Model 2: Poverty and Unemployment vs. Crime Rate
# run second model
mod2 = smf.ols(formula='Crime_Rate ~ Poverty + Unemployment', data=sub12).fit()
# view model summary
print(mod2.summary())
Model 2 Summary
Even though Poverty is statistically significant, the P-value increased from less than 0.001 to 0.043 after adding Unemployment to the model. Unemployment is statistically significant with a P-value less than 0.001. The R-squared value slightly increased after adding Unemployment.
Model 3: Poverty, Unemployment, and White vs. Crime Rate
# run third model
mod3 = smf.ols(formula='Crime_Rate ~ Poverty + Unemployment + White', data=sub12).fit()
# view model summary
print(mod3.summary())
Model 3 Summary
After adding White to the model, Poverty is now statistically insignificant with a P-value of 0.089. White has a negative relationship with Crime Rate and is also statistically insignificant with a P-value of 0.222. The R-squared value did not increase at all.
Model 4: Poverty, Unemployment, White, and Black vs. Crime Rate
mod4 = smf.ols(formula='Crime_Rate ~ Poverty + Unemployment + White + Black', data=sub12).fit()
print(mod4.summary())
Model 4 Summary
The P-value for White has become statistically significant after adding Black to the model. Black is also statistically significant. After adding Black to the model, the R-squared value increased from 0.051 to 0.072.
Model 5: Poverty, Unemployment, White, Black, and Hispanic vs. Crime Rate
mod5 = smf.ols(formula='Crime_Rate ~ Poverty + Unemployment + White + Black + Hispanic', data=sub12).fit()
print(mod5.summary())
Model 5 Summary
All of the ethnicity variables are statistically significant. Poverty is still statistically insignificant. The R-squared value slightly increased from 0.072 to 0.075 by adding Hispanic.
Final Model QQPlot
# import statsmodels.graphics.gofplots for qqplot
import statsmodels.api as sm
fig1 = sm.qqplot(mod5.resid, line='r')
sns.despine()
plt.title('Model Residuals', loc='left', fontweight='bold', y=1.02)
plt.tight_layout()
plt.savefig('final_mod_residuals.png')
print(fig1)
Final Model Standardized Residuals
stdres = pd.DataFrame(mod5.resid_pearson)

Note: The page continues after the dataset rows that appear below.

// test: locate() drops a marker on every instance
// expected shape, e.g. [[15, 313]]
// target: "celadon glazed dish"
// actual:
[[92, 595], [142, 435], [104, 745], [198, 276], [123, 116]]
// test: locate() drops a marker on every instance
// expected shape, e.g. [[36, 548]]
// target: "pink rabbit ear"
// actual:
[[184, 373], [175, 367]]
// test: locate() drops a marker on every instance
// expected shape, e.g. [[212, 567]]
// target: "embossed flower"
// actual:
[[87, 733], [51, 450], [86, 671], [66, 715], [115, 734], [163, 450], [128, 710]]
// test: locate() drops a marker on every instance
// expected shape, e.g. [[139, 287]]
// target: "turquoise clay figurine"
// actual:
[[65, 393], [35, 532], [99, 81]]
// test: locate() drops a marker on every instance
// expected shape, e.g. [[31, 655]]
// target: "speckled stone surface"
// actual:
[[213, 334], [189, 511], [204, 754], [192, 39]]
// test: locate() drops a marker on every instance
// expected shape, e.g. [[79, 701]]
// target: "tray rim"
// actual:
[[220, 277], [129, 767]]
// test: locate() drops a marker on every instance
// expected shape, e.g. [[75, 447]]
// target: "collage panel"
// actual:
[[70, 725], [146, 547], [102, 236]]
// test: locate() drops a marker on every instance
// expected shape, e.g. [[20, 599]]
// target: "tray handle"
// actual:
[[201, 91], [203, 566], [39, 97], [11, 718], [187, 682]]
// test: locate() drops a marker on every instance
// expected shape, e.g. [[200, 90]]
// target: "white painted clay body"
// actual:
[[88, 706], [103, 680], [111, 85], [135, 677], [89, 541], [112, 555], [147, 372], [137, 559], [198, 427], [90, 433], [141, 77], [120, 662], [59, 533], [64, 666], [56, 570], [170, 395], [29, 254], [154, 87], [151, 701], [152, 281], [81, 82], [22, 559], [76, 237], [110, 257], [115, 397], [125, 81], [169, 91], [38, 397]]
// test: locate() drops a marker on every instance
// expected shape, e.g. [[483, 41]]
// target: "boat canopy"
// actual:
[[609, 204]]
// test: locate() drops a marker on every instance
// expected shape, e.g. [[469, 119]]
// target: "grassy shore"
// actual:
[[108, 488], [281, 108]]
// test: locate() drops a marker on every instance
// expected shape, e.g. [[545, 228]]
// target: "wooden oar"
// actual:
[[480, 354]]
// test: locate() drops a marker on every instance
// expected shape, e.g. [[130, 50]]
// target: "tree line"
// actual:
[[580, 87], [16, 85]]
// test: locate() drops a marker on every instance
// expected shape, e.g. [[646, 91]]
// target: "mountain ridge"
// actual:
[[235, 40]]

fig2 = plt.plot(stdres, 'o', ls='None')
plt.axhline(y=0, color='red')
plt.axhline(y=2, color='black')
plt.axhline(y=-2, color='black')
plt.xlabel('Observation Number')
plt.ylabel('Standardized Residual')
sns.despine()
plt.title('Standardized Residuals', loc='left', fontweight='bold', y=1.02)
plt.tight_layout()
plt.savefig('std_resid.png')
print(fig2)
Leverage Plot
fig3, ax = plt.subplots(figsize=(12,10))
fig3 = sm.graphics.influence_plot(mod5, size=8, ax=ax)
plt.text(0,7, 'Extreme outliers w/\nlow leverage', color='red', fontsize=12)
plt.text(0.05,2, 'High leverage non-outliers', color='red', fontsize=12)
sns.despine()
plt.tight_layout()
plt.savefig('mod_leverage_plot.png')
print(fig3)
Model Summary
The model residuals deviate from the linear regression at the lower and upper quantiles, suggesting that the residuals do not follow a normal distribution. From the standard residuals plot we can see that a large portion of the residuals are within 2 standard deviations. However, we also see that several extreme outliers exist on the positive end of the distribution. This communicates a weakness in the model, suggesting that key explanatory variables may be left out. Looking at the influence/leverage plot, we see several extreme outliers that have low leverage. Low-leverage outliers do not have significant influence on the estimation of the regression model.
This was an exercise of a multiple regression model. We’ve seen how to conduct a multiple regression model, how explanatory variables may serve as confounding variables to other explanatory variables, and how to test the performance of the model using regression plots.